Four months into the Covid-19 outbreak in the country, the government still appears to have no noticeable plan to contain the spread of the virus.
Since the first three cases were reported in the country early March, the government departments supposed to deal with the crisis have been displaying inefficiencies and lack of coordination by making the wrong decisions, often ignoring the recommendations from expert committees.
While the country is witnessing a gradual rise in the numbers of death and infection, the need to control the raging coronavirus apparently became a secondary concern for the government centring most of its activities around restructuring the health services following a series of coronavirus testing scandals.
At least 2,23,453 people in the country have tested positive for the virus, and 2,928 of them died, and the fatality rate is on rise for the last couple of days.
Against this backdrop, public health experts cautioned that the number of new cases will rise by a lot if strict and effective containment measures are not taken during the Eid-ul-Azha holidays.
The country cannot afford to repeat the mistakes made before the Eid-ul-Fitr when thousands of people left the cities for their hometowns in crammed vehicles, ignoring social distancing rules.

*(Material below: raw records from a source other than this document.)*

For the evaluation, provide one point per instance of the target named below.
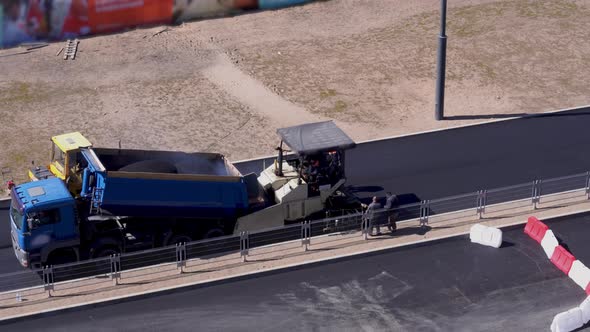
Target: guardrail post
(181, 256)
(116, 268)
(481, 202)
(536, 195)
(424, 213)
(305, 234)
(48, 279)
(244, 245)
(365, 227)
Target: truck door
(41, 226)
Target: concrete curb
(269, 271)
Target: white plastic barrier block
(567, 321)
(549, 243)
(488, 236)
(580, 274)
(476, 233)
(585, 308)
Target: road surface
(449, 285)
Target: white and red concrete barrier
(568, 264)
(558, 255)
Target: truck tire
(214, 232)
(174, 238)
(106, 251)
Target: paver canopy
(311, 138)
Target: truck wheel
(62, 256)
(215, 232)
(105, 252)
(177, 238)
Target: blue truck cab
(110, 201)
(42, 217)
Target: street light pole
(441, 64)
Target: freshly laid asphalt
(451, 162)
(447, 285)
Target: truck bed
(165, 183)
(168, 162)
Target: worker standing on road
(372, 216)
(390, 204)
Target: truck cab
(63, 161)
(43, 219)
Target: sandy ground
(226, 85)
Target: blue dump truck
(128, 200)
(94, 202)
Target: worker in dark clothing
(372, 217)
(391, 204)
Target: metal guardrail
(68, 276)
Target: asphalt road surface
(448, 285)
(451, 162)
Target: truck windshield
(17, 217)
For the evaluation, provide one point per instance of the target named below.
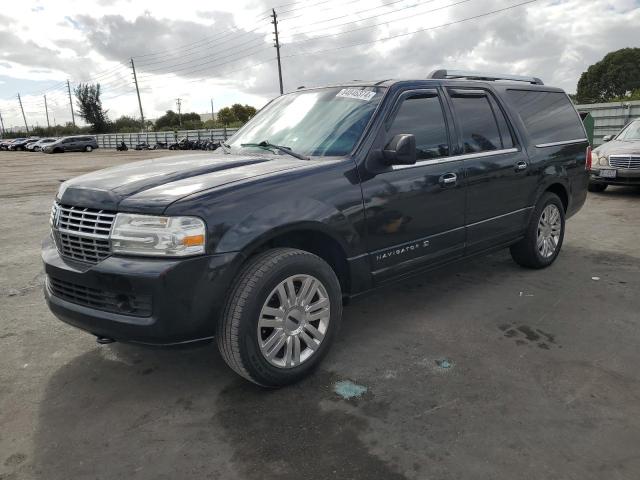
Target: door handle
(521, 166)
(448, 179)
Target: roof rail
(444, 74)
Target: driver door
(415, 213)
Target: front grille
(625, 161)
(82, 234)
(125, 304)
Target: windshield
(322, 122)
(631, 133)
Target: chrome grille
(625, 161)
(82, 234)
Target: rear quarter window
(549, 117)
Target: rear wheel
(597, 187)
(281, 317)
(544, 234)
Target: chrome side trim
(558, 144)
(418, 240)
(499, 216)
(435, 235)
(456, 158)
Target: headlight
(157, 236)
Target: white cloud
(93, 40)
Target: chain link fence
(112, 140)
(610, 118)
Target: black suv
(325, 194)
(72, 144)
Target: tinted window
(548, 116)
(505, 131)
(631, 133)
(421, 115)
(478, 125)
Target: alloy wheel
(549, 230)
(294, 321)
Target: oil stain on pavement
(525, 335)
(285, 433)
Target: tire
(528, 252)
(245, 331)
(597, 187)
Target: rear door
(499, 180)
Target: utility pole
(23, 117)
(73, 115)
(135, 79)
(46, 111)
(277, 45)
(178, 105)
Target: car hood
(616, 147)
(152, 185)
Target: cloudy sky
(198, 50)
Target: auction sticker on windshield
(356, 93)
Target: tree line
(90, 109)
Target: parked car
(143, 146)
(79, 143)
(37, 146)
(617, 162)
(21, 145)
(5, 144)
(325, 194)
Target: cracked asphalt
(478, 370)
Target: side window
(505, 132)
(477, 122)
(548, 117)
(421, 115)
(631, 133)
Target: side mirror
(401, 150)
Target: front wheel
(281, 316)
(545, 233)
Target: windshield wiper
(225, 148)
(270, 146)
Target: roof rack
(444, 74)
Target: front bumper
(624, 176)
(182, 297)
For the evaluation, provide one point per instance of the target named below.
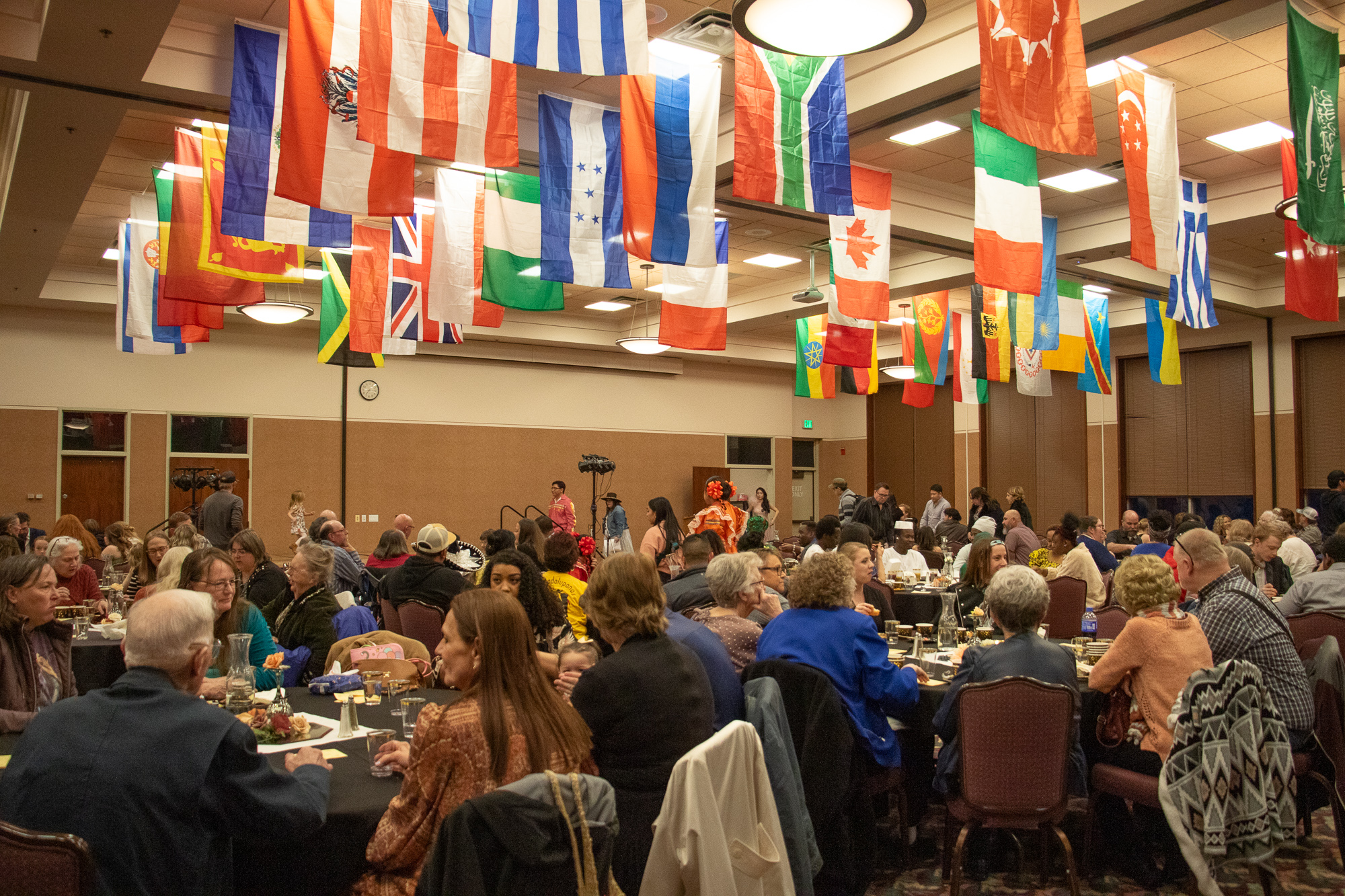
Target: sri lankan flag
(992, 352)
(813, 378)
(334, 323)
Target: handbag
(1114, 723)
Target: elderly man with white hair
(155, 779)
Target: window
(93, 431)
(209, 435)
(750, 451)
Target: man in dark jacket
(155, 779)
(424, 576)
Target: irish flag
(1008, 217)
(792, 140)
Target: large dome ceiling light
(836, 29)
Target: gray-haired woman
(736, 587)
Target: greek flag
(1190, 295)
(582, 194)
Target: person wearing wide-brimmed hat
(614, 526)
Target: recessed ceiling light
(680, 53)
(925, 134)
(1078, 181)
(1109, 71)
(771, 260)
(1252, 136)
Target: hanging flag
(138, 286)
(583, 37)
(455, 278)
(1032, 75)
(322, 162)
(512, 248)
(849, 339)
(408, 287)
(792, 139)
(670, 120)
(1191, 296)
(1311, 268)
(1147, 108)
(861, 247)
(695, 313)
(1164, 354)
(1070, 334)
(1008, 217)
(1032, 378)
(582, 193)
(1097, 376)
(251, 208)
(194, 319)
(334, 319)
(813, 378)
(992, 352)
(966, 388)
(184, 278)
(423, 95)
(1313, 85)
(237, 256)
(930, 352)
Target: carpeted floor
(1309, 869)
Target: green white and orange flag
(1008, 216)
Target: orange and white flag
(1147, 111)
(1032, 75)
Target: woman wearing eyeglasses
(213, 572)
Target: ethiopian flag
(512, 253)
(812, 377)
(334, 323)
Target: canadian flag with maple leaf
(860, 253)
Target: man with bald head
(157, 779)
(1242, 623)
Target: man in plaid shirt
(1241, 623)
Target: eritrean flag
(813, 378)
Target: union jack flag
(408, 284)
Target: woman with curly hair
(719, 516)
(514, 573)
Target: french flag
(251, 208)
(669, 128)
(322, 162)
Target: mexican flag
(512, 255)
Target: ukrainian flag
(813, 378)
(1164, 354)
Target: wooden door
(93, 487)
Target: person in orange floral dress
(510, 723)
(722, 517)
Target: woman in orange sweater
(1160, 647)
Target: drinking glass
(411, 709)
(377, 739)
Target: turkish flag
(1032, 75)
(1311, 276)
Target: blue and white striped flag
(584, 37)
(582, 193)
(138, 286)
(251, 208)
(1191, 299)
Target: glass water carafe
(241, 681)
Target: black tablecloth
(96, 661)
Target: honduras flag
(582, 193)
(251, 208)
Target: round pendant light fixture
(278, 311)
(837, 29)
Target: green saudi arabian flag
(1313, 83)
(512, 248)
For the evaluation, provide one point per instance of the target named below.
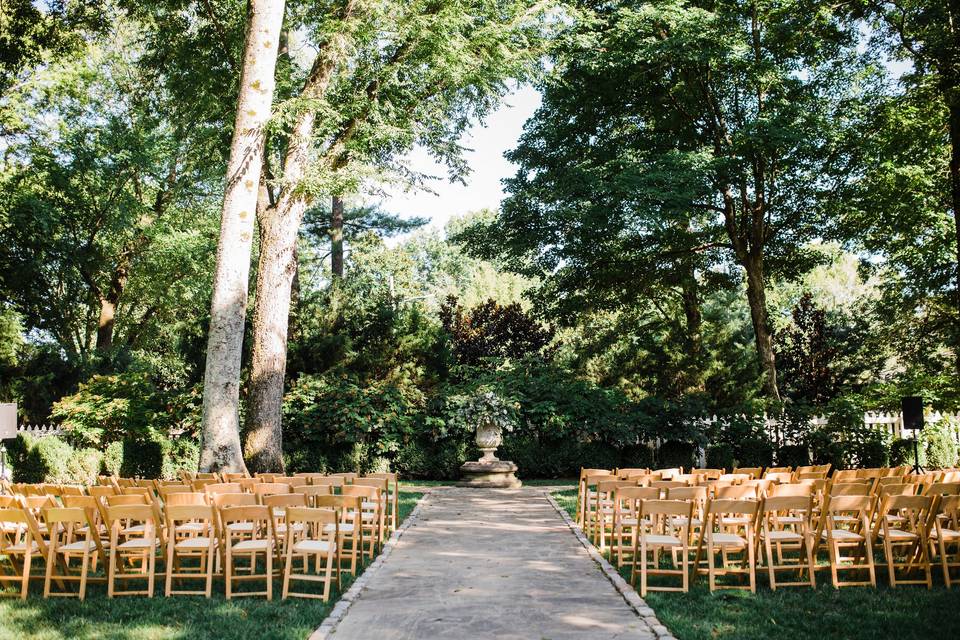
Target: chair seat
(728, 540)
(314, 546)
(251, 545)
(842, 535)
(200, 542)
(789, 519)
(136, 543)
(899, 534)
(662, 540)
(783, 535)
(344, 528)
(632, 522)
(137, 528)
(77, 547)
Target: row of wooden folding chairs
(589, 511)
(128, 534)
(910, 529)
(386, 483)
(600, 516)
(389, 481)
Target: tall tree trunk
(281, 222)
(690, 293)
(263, 440)
(336, 237)
(757, 297)
(953, 104)
(108, 311)
(221, 386)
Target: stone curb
(328, 627)
(628, 593)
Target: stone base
(496, 474)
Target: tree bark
(690, 294)
(757, 297)
(336, 237)
(263, 438)
(221, 387)
(281, 225)
(953, 104)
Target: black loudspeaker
(912, 407)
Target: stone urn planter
(489, 471)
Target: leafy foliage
(492, 332)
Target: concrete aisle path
(484, 563)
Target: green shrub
(846, 442)
(83, 467)
(112, 461)
(179, 454)
(901, 453)
(142, 458)
(720, 456)
(674, 453)
(639, 456)
(793, 455)
(43, 459)
(939, 443)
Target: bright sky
(487, 143)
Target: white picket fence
(890, 422)
(40, 430)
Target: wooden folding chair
(903, 523)
(334, 482)
(654, 535)
(603, 524)
(192, 537)
(753, 472)
(215, 488)
(270, 489)
(19, 538)
(312, 491)
(278, 505)
(308, 535)
(247, 542)
(845, 524)
(348, 529)
(371, 516)
(626, 515)
(729, 528)
(390, 498)
(138, 548)
(588, 478)
(945, 535)
(667, 473)
(786, 523)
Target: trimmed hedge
(52, 459)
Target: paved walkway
(482, 563)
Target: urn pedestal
(488, 471)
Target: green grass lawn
(797, 613)
(174, 618)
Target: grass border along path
(799, 613)
(174, 618)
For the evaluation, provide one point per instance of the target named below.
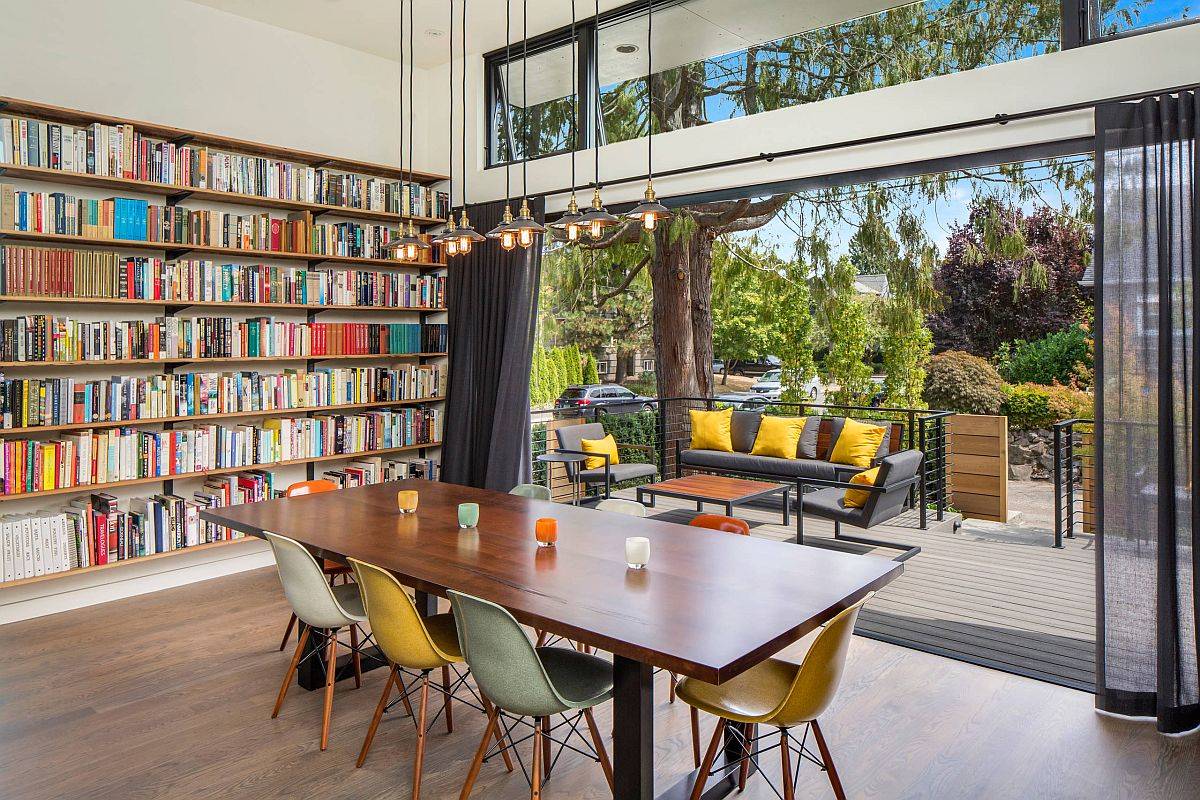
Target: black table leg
(633, 734)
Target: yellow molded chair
(780, 695)
(409, 642)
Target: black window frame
(1079, 29)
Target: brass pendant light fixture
(570, 220)
(504, 232)
(649, 211)
(467, 235)
(597, 218)
(528, 229)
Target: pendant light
(504, 230)
(467, 235)
(525, 224)
(449, 238)
(597, 217)
(649, 211)
(570, 218)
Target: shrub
(1033, 405)
(964, 383)
(1062, 358)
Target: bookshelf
(340, 172)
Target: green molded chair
(527, 681)
(323, 609)
(781, 695)
(409, 642)
(532, 491)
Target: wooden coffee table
(721, 489)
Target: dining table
(708, 605)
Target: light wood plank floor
(1008, 601)
(169, 696)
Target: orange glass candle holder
(406, 500)
(546, 531)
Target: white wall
(1144, 62)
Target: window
(1117, 17)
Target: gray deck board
(1018, 606)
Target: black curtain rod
(999, 119)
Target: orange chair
(717, 522)
(333, 569)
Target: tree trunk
(672, 313)
(701, 280)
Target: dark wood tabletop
(708, 606)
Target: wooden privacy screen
(979, 465)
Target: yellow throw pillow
(712, 429)
(606, 445)
(857, 444)
(858, 498)
(778, 435)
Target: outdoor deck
(994, 595)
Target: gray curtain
(493, 307)
(1149, 443)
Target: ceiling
(697, 28)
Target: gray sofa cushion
(619, 473)
(744, 429)
(784, 468)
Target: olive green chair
(527, 681)
(532, 491)
(780, 695)
(411, 643)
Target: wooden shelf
(223, 415)
(211, 304)
(94, 567)
(111, 362)
(179, 250)
(207, 473)
(169, 133)
(180, 193)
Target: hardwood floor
(169, 696)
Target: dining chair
(633, 507)
(417, 644)
(331, 569)
(532, 491)
(526, 681)
(781, 695)
(323, 609)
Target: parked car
(604, 398)
(754, 367)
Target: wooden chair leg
(605, 764)
(447, 705)
(747, 749)
(330, 679)
(834, 781)
(355, 657)
(292, 671)
(709, 757)
(378, 715)
(478, 762)
(535, 777)
(695, 735)
(499, 733)
(785, 751)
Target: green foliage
(963, 383)
(591, 373)
(1063, 358)
(1033, 405)
(847, 320)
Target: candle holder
(546, 531)
(468, 515)
(637, 552)
(406, 500)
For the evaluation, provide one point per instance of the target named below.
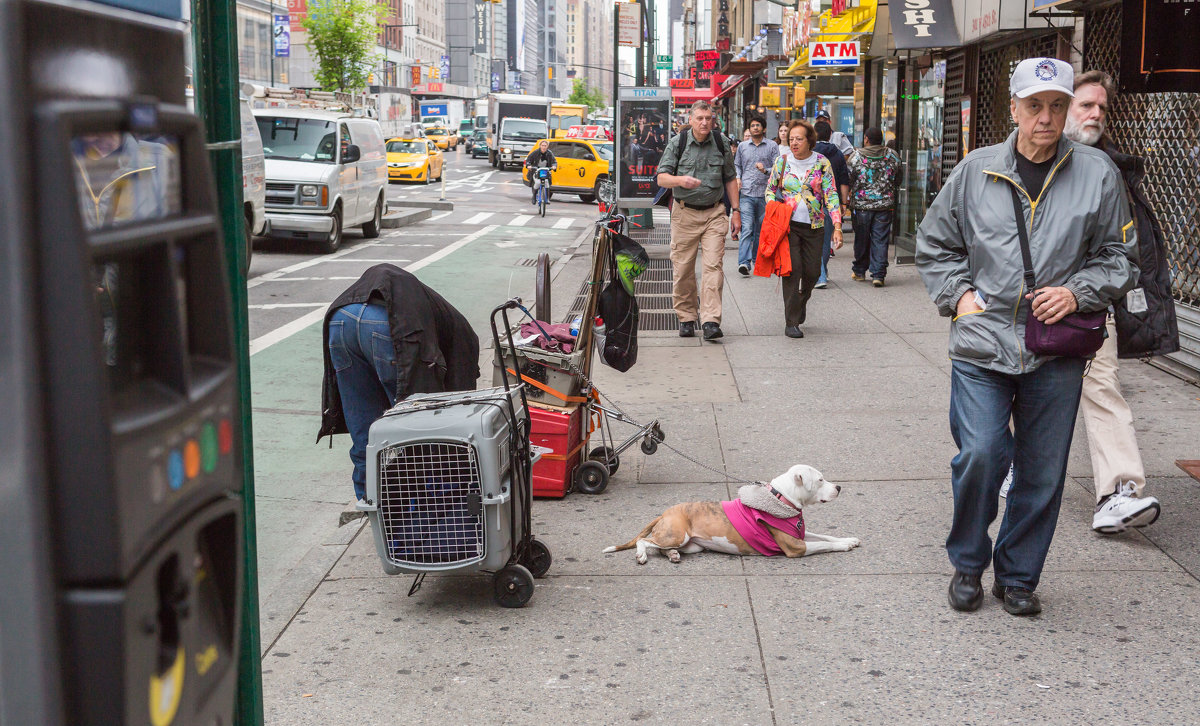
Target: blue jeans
(365, 364)
(1042, 405)
(826, 249)
(753, 210)
(873, 232)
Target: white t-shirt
(801, 168)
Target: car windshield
(525, 130)
(406, 147)
(298, 139)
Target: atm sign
(843, 53)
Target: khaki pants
(697, 231)
(1111, 439)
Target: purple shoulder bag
(1078, 335)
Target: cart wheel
(605, 456)
(592, 478)
(513, 586)
(538, 558)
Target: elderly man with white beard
(1141, 324)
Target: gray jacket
(1081, 237)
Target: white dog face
(804, 485)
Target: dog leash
(657, 439)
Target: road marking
(305, 264)
(280, 305)
(285, 331)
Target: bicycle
(543, 196)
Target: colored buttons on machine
(175, 469)
(191, 459)
(209, 448)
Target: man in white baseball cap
(1071, 201)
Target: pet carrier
(449, 487)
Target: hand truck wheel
(605, 455)
(591, 478)
(513, 586)
(538, 558)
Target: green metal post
(215, 79)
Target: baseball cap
(1037, 75)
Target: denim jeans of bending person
(365, 364)
(1042, 405)
(753, 210)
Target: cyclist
(538, 157)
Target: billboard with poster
(643, 125)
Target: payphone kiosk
(138, 400)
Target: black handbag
(1078, 335)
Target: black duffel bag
(618, 309)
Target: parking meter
(131, 389)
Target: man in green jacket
(1081, 235)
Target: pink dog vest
(751, 525)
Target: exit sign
(838, 54)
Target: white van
(325, 171)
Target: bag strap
(1026, 258)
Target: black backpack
(618, 310)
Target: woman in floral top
(803, 179)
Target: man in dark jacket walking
(1144, 324)
(387, 337)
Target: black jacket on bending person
(1153, 331)
(436, 347)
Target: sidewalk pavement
(858, 637)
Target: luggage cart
(449, 486)
(573, 372)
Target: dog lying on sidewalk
(766, 519)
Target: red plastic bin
(561, 431)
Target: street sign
(834, 54)
(629, 24)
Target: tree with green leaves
(342, 37)
(585, 95)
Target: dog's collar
(781, 497)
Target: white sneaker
(1123, 509)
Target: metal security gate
(1164, 129)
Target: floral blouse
(817, 190)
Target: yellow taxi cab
(582, 166)
(444, 138)
(413, 160)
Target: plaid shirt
(754, 183)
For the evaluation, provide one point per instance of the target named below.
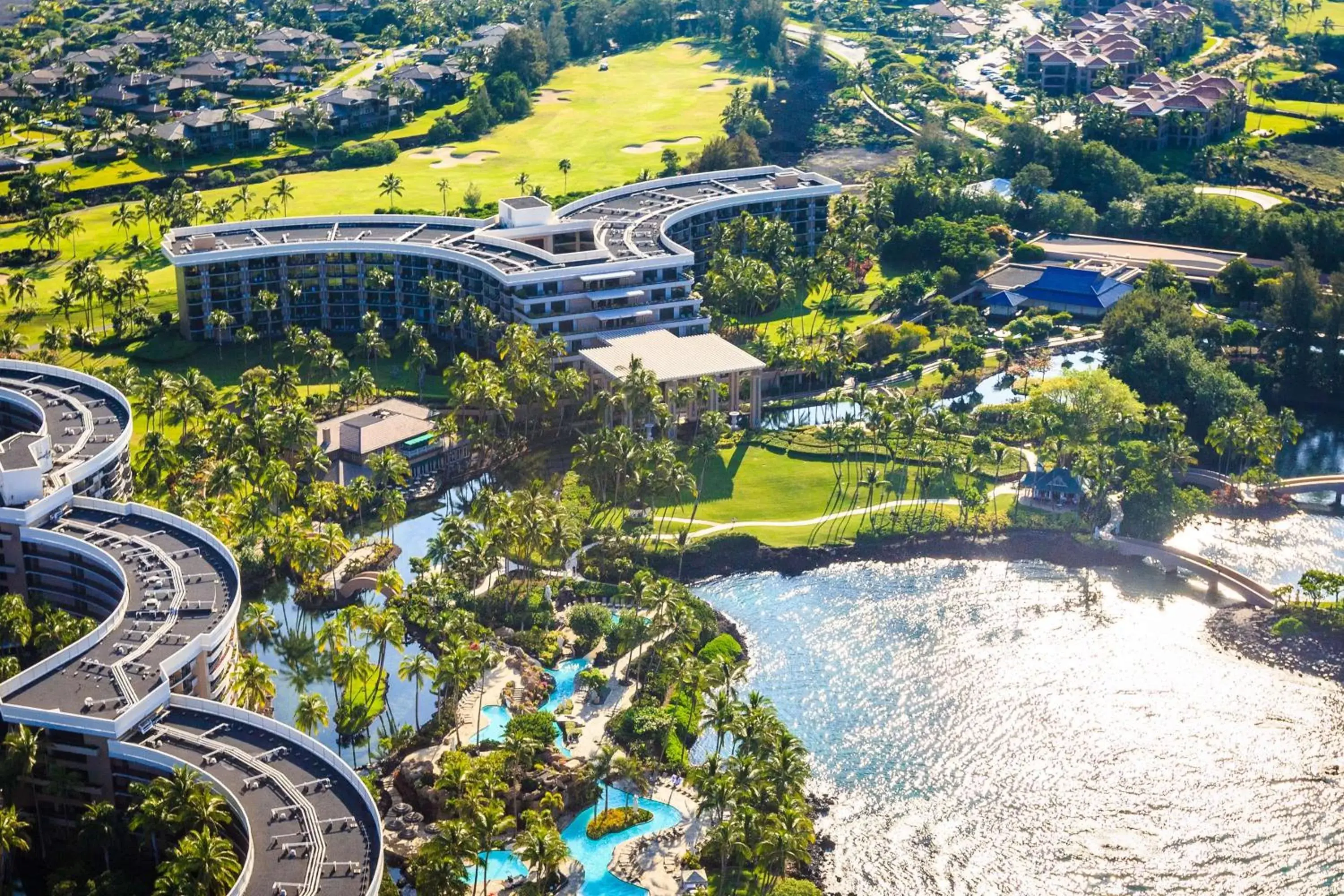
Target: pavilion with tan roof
(676, 362)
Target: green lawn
(1277, 124)
(753, 482)
(843, 531)
(1311, 23)
(647, 95)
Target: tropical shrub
(615, 820)
(365, 155)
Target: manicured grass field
(647, 95)
(1311, 23)
(1279, 124)
(753, 482)
(843, 531)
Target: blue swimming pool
(594, 855)
(494, 720)
(565, 676)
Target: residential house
(1057, 487)
(99, 60)
(354, 109)
(279, 52)
(263, 88)
(53, 81)
(351, 440)
(486, 38)
(435, 85)
(154, 43)
(233, 61)
(296, 74)
(1112, 49)
(218, 131)
(1187, 113)
(206, 74)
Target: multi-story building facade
(144, 691)
(617, 263)
(1112, 49)
(1187, 113)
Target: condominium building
(617, 263)
(1113, 47)
(144, 692)
(1187, 113)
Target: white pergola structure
(676, 362)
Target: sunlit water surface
(986, 732)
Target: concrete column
(756, 400)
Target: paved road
(835, 45)
(1262, 199)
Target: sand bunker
(659, 146)
(448, 160)
(547, 96)
(719, 84)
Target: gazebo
(676, 362)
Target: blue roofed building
(1055, 487)
(1004, 303)
(1081, 292)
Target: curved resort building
(146, 689)
(615, 264)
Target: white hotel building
(615, 264)
(144, 691)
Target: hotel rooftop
(617, 225)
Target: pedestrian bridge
(1308, 484)
(1215, 574)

The daily new cases spiked soon afterwards.
But things are not likely to change this time.
The national technical advisory committee on Covid-19 had suggested not to let people leave Dhaka and three other major cities ahead of the three-day holiday from July 31-August 2.
But the government decided to let public transport operate, “maintaining” the health safety guidelines. In a circular issued on June 30, the cabinet division announced extending the duration of controlled movement and other restrictions until August 3.
Holidaymakers have already started leaving for their villages to celebrate the Eid with their loved ones and a massive rush is expected during the next few days.
The committee’s recommendation of not having cattle markets in Dhaka, Chattogram, Narayanganj and Gazipur cities have already been ignored.
The government asked all concerned to follow the health guidelines at the markets.
Seventeen cattle markets have already been set up in the capital with permission from the city corporations.
In the absence of proper monitoring, those guidelines are hardly maintained as cattle markets in and around the capital are drawing large crowds.
Many of the people in the markets are flouting the government order to use face masks.
The cabinet division on June 30 also said neighbourhoods would be marked red, yellow or green, based on the number of cases in the area.
But that decision has not been detailed yet.
The authorities experimented with marking zones and locking them down in two areas in the capital and several other ones in different districts.
The government imposed a lockdown on the capital’s East Rajabazar last month as an experiment. After that experience, it locked down Wari. The restrictions were lifted on Saturday.
But there is no visible plan to lock down larger areas, as suggested by the national technical advisory committee.
Noted virologist Prof Nazrul Islam, who is a member of the committee, said, “Our focus has changed from Covid-19 control to other issues like corruption [in health sector] and arrest [in forgery cases].
“We have done some work on treating the Covid-19 patients at hospitals, but we couldn’t do anything significant to control coronavirus…We didn’t lay emphasis on controlling it in the beginning and we still are not….”
Prof Nazrul, also a former vice chancellor of Bangabandhu Sheikh Mujib Medical University, said the committee had not put forth a specific plan for Bangladesh.
As the committee found a conventional lockdown is not applicable in Bangladesh, it earlier suggested implementing a zoning system.
“But that is also not being followed…. I can’t comment on the whole country. Local authorities may have taken some initiatives, but I don’t see one in Dhaka city to control coronavirus now.”
Prof Muzaherul Huq, former Southeast Asia regional director of World Health Organisation, said there should not be any gatherings, especially at cattle markets, inside red zones, or wherever the transmission is high.
“Cattle markets will obviously increase the risks of more transmissions and thus, there should not be any cattle market inside Covid-19 hotspots,” he told this newspaper recently.
Prof Shah Monir Hossain, one of the eight members of Public Health Expert Divisional Advisors’ Group, said nobody is acting as they should.
“The measures that should have been taken to control it have not been taken. So, the outbreak could not be brought under control,” he said on Saturday.